Review: “The Derelict”, William Hope Hodgson, 1912.
This is justly considered one of Hodgson’s greatest short stories, probably second only to his “The Voice in the Night”. Like that story, it’s a tale of fungal horror.
The story opens up very much like one of those club stories though the narrator actually delivers it in the “smoke-room of the Sand-a-lea running across the North Atlantic”.
The subject of the discussion is the mysteries of the “Life-Force”. The doctor who relates the main story argues it is like electricity or fire – forces that aren’t understood, need specific materials to manifest, and are of the “Outer Forces”. (That latter bit is curiously similar to something you’d hear in one of Hodgson’s Carnacki stories, but this is definitely not like one of those.)
By way of an example of what he means, he tells a story from his days as a ship’s doctor. (The length of time it takes before he starts telling it may annoy modern readers.)
After the Bheotpte was damaged in a storm in the Indian Ocean, repairs were started on the ship. A couple of miles away a “rum-looking” derelict ship is spotted.
Besides the narrator, we have three main characters, all of a type. The Captain is courageous if illiterate. The First Mate has some learning. The Second Mate is cultured and sensitive.
The First Mate thinks, given its lines, that the derelict is probably 300 years old.
While the crew works on repairs, the three officers and the doctor go off to explore the vessel, approaching it through a thick scum on the water. They realize the ship is covered in fungus.

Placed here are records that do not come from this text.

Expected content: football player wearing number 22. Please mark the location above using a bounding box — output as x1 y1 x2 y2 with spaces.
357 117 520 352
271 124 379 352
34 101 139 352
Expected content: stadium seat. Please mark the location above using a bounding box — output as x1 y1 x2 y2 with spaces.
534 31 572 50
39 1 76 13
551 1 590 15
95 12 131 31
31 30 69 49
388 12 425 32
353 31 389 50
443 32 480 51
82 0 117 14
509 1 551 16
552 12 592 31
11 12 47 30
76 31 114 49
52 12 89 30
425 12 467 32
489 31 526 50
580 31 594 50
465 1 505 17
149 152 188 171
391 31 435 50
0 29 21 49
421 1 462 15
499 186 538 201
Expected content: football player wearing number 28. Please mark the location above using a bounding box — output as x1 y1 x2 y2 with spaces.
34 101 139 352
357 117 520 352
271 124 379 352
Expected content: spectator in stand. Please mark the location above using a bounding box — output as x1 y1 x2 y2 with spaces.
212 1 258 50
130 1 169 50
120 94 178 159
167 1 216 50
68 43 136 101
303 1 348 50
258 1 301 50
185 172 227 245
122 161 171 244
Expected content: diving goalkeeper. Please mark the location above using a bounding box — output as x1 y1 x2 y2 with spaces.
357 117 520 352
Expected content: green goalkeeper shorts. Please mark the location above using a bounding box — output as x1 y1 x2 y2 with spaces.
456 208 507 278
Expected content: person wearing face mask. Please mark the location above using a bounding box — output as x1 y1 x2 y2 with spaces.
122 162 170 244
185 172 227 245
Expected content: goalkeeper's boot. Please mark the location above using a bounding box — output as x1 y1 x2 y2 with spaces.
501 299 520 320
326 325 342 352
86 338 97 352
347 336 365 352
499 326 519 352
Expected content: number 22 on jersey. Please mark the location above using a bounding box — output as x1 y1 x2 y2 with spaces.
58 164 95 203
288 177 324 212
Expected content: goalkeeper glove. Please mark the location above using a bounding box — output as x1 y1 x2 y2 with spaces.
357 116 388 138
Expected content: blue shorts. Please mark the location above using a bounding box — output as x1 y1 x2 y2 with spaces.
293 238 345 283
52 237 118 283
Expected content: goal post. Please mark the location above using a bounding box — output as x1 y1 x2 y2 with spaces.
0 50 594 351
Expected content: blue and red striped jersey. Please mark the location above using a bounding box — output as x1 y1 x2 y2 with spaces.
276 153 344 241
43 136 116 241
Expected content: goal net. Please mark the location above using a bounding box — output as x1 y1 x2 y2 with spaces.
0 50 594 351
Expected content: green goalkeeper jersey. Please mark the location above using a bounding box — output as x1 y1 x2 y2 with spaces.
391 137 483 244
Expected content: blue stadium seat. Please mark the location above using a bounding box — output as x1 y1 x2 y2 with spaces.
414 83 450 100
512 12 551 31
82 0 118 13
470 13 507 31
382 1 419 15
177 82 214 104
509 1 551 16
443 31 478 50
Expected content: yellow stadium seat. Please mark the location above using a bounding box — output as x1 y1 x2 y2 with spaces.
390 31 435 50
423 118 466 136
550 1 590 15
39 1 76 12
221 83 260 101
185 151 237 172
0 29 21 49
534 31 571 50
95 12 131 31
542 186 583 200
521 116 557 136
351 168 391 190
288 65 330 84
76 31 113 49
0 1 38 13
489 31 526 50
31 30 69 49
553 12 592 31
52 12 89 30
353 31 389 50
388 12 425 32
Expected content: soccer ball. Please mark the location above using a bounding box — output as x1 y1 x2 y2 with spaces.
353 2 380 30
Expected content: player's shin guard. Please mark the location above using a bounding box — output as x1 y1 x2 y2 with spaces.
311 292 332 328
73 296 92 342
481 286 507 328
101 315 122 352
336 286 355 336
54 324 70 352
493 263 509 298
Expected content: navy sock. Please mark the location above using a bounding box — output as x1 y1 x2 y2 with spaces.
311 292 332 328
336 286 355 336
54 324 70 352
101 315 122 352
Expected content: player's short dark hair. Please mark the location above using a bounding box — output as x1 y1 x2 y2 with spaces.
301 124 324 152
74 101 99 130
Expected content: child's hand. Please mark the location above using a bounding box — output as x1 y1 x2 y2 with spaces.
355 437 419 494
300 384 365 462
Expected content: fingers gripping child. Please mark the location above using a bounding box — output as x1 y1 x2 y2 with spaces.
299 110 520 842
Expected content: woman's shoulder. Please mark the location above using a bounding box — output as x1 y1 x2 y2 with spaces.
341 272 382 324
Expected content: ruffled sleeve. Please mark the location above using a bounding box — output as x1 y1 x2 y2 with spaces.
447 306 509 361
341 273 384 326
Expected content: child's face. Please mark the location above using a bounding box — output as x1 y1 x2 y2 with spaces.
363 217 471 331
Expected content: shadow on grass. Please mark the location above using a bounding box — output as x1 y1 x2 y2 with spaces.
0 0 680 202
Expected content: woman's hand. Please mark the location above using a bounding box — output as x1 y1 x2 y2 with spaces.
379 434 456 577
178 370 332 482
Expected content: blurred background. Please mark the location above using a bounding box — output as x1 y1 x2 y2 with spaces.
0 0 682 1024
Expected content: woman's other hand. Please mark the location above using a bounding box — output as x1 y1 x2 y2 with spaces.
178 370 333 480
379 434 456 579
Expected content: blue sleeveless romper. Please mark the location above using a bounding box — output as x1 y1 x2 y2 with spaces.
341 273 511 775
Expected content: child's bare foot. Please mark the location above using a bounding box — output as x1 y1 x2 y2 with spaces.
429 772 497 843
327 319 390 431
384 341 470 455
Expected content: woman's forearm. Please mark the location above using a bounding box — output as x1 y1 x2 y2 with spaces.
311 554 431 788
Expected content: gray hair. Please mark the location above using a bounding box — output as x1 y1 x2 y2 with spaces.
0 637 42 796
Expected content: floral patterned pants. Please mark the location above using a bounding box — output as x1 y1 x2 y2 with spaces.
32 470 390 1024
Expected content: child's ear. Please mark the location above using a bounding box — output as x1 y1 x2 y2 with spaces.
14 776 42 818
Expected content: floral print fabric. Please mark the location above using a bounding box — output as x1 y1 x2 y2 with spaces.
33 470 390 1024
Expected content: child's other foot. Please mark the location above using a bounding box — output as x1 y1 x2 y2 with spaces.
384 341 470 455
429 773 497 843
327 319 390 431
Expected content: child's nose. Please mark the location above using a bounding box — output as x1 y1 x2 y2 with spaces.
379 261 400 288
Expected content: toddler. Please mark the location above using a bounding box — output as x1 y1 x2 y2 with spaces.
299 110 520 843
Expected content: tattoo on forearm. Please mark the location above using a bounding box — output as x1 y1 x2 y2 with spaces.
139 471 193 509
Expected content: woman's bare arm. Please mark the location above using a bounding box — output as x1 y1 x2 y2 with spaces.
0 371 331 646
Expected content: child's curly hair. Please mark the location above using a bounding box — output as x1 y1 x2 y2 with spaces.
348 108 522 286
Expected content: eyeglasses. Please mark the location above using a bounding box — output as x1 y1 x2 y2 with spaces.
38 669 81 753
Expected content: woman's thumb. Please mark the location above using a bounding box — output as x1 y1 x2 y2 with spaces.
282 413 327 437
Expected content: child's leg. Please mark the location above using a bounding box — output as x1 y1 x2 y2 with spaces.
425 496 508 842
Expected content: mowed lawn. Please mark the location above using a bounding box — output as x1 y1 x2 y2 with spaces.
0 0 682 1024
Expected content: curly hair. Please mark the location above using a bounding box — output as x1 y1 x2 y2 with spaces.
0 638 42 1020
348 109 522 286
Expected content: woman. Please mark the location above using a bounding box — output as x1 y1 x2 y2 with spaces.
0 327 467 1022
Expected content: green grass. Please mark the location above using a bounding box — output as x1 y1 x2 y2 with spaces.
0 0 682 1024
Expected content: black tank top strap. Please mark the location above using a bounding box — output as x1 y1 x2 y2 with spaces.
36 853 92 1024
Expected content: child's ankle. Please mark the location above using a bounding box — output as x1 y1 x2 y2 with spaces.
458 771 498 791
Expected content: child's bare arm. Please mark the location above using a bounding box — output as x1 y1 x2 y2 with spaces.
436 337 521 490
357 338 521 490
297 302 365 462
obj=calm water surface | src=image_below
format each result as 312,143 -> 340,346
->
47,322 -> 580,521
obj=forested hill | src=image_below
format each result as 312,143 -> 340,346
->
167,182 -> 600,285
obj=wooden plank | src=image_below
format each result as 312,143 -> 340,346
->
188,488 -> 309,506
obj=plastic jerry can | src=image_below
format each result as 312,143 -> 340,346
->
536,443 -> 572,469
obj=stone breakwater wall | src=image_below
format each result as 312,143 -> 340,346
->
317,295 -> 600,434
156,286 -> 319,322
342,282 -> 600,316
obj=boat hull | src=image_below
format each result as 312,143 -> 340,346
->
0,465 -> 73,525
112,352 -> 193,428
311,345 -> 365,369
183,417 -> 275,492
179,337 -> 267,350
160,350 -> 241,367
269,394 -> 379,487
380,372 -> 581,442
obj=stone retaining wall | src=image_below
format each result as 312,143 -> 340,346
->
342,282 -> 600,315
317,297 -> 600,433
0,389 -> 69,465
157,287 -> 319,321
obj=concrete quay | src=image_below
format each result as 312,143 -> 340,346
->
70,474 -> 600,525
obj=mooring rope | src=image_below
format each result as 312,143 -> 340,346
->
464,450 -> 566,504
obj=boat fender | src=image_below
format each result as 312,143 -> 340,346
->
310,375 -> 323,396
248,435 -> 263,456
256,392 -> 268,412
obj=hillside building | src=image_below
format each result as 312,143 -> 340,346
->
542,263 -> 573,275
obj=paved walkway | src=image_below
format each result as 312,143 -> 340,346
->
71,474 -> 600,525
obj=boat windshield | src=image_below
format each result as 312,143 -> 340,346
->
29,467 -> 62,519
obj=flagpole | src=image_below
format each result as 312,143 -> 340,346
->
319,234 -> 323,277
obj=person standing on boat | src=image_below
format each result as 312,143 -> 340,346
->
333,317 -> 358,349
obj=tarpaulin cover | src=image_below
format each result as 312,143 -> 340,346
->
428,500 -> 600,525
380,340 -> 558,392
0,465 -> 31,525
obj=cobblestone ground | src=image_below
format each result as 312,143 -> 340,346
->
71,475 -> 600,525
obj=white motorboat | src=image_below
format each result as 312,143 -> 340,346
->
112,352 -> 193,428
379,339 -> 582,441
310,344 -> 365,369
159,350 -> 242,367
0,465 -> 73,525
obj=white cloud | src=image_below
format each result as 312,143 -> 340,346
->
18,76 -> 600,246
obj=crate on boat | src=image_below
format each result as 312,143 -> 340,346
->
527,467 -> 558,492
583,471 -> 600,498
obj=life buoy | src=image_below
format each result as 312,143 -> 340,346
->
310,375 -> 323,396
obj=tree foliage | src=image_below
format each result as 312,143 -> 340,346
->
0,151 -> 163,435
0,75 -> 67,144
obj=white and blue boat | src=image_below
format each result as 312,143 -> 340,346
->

Hodgson does a superb job of evoking the eeriness and horror of a ship that has been consumed by a new life form that has evolved, something created by accident from circumstances and whatever cargo the ship had. Hodgson gives excellent descriptions of its veined color, its texture, the spongy feeling of its skin.
Not every man is going to leave that vessel again, and the water has secrets like the ship.